Yemi Katerere is an independent scientist working with the regional office of WWF Africa, supporting the strengthening of country offices in Africa including Madagascar. He previously served in various high-level positions such as Chief Executive of the Zimbabwe Forestry Commission, Head of the IUCN regional office for Southern Africa and Deputy Director General of the Centre for International Forestry Research (CIFOR). In 2009, he became the Head of the UN-REDD Programme Secretariat. In this position he was closely involved in coordinating collaboration between the UN-REDD partner agencies, guiding strategic planning.
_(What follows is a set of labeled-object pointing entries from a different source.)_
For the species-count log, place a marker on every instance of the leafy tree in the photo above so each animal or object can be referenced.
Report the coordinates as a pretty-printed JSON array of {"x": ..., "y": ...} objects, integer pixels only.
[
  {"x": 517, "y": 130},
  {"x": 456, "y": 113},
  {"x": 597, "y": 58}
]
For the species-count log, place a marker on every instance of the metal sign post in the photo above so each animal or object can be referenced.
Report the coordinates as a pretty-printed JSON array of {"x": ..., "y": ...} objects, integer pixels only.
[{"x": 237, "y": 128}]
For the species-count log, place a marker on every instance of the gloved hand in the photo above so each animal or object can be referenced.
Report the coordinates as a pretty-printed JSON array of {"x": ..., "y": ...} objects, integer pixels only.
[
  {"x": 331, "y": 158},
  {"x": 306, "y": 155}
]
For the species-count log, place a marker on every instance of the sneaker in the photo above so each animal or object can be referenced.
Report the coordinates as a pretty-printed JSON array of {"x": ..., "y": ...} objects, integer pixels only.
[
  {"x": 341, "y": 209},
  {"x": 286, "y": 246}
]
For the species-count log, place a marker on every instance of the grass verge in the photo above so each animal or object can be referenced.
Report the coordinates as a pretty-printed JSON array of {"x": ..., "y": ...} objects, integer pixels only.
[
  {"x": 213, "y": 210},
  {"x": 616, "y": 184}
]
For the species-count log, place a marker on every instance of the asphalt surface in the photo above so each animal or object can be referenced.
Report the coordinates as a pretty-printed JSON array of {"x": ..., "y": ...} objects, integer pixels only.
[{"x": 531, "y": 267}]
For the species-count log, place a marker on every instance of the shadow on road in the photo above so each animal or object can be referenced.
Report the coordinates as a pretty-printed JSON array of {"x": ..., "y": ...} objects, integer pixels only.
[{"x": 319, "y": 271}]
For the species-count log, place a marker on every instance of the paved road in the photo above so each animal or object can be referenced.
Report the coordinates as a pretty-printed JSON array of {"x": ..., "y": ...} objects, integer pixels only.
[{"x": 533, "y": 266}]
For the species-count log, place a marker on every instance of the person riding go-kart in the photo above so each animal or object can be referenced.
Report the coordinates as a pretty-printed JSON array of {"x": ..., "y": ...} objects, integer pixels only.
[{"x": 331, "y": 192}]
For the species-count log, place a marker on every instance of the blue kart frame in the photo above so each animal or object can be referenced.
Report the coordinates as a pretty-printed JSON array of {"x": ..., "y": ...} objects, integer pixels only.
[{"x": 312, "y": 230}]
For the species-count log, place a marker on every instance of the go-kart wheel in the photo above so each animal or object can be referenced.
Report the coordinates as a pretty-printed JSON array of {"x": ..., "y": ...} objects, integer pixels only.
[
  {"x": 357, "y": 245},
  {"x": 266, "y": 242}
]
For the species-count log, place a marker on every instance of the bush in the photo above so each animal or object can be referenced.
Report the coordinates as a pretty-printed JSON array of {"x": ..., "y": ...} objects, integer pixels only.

Katerere has served on non-profit and private sector boards including as Chair of the ICRAF Board of Trustees, as non-executive director of the Wattle Company, chair of ZERO, a regional Network of environmental experts, and chair of The Programme Oversight Panel of the Aquatic Agricultural System. Katerere is a forester by training who holds a PhD in Forest Resources from the University of Idaho and has published extensively. In recognition of his contribution to forestry and development, he was awarded the Commonwealth Queen’s Award in 1993.